No encontro com os jornalistas, D. Francisco destacou também a parte da mensagem que o Papa dedica ao complexo problema que é a “realidade das migrações forçadas”, incentivando os jornalistas a contar a história destas pessoas.
“Neste momento vivemos um contexto muito doloroso. Ontem mesmo, a ONU comunicou que chegamos a 100 milhões de refugiados, uma população equivalente à quarta população mundial que é o Egipto. Isto faz pensar”, apontou.
A comunicação social tem um papel essencial para ajudar a “superar os preconceitos acerca dos migrantes”, mesmo tendo consciência “que não é um assunto fácil”, “mas é algo que deve estar sobre a mesa para que a sociedade amadureça e não permitamos que aconteça o gesto covarde de fechar os olhos”, salientou o arcebispo.
Para D. Francisco Senra Coelho, é preciso aprender a “ouvir o outro, tentar perceber o seu angulo de vista, falar com verdade”, pois só “com a verdade se pode construir a riqueza da diferença, algo de novo e que seja capaz de ir ao encontro do mundo que espera verdade, transparência e acolhimento”.
A guerra na Ucrânia foi também ponto de reflexão neste encontro, tanto mais que colocou aos meios de comunicação novos desafios.
Fazendo uso do ditado popular “Em tempo de guerra, mentira como terra”, o arcebispo de Évora reconhece a importância dos ‘media’ na “nobre missão” de informar, mas destaca alguns aspetos menos positivos.
“Primeiro, há imagens, realidades que fazem parte da crueldade de uma guerra que sendo repetidas à exaustão, quase obsessivamente, faz com que entremos numa dimensão de mentalização.
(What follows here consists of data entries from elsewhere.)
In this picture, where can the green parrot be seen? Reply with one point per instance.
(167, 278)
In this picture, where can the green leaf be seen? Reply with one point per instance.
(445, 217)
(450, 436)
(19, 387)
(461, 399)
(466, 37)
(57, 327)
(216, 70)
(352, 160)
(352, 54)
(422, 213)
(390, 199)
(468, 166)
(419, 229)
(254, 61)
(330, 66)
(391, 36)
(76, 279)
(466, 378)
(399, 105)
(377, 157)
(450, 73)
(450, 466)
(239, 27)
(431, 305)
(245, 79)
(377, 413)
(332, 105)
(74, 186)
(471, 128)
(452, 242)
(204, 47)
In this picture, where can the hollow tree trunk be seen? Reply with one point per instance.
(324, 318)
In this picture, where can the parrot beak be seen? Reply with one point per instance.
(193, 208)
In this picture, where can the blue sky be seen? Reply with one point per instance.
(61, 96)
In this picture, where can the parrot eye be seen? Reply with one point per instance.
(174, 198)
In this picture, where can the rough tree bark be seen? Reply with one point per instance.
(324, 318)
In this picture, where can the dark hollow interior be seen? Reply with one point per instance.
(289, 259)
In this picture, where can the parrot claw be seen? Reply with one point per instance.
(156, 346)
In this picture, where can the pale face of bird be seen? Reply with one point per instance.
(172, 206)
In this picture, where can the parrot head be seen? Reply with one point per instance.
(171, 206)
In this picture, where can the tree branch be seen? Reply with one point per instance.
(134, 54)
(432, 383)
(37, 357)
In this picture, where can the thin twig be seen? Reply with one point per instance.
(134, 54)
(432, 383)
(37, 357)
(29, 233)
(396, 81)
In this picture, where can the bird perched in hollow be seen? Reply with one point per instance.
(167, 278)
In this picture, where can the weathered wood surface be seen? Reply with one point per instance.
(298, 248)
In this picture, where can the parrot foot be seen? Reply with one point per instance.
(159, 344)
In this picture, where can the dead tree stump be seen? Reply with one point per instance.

A repetição faz a mentalização e a certa altura já não temos defesas, a nossa capacidade critica perde a sua reação e absorvemos pacificamente”, diz.
Mas, se na base dessa imagem, “estiver um critério ideológico, uma intencionalidade”, então “há uma manipulação da opinião publica, para a levar para um determinado angulo que previamente se pretende”, acrescenta, dizendo-se preocupado com esta situação.
Um outro aspeto, prende-se com o que se pode chamar de banalização da vida.
“Ficamos tão habituados a ver matar, destruir, com uma crueldade aberrante, que a certa altura se perde a capacidade do horror, passa a ser tudo normal. Há uma desinformação neste ato e percebemos quão deturpada sai a valorização da pessoa humana. É uma espécie de filme de horror que passa, mas que é verdade e não é ficção”, menciona.
Preocupante é também o ter-se chegado ao ponto “de não saber o que é verdade”, dada a manipulação que existe.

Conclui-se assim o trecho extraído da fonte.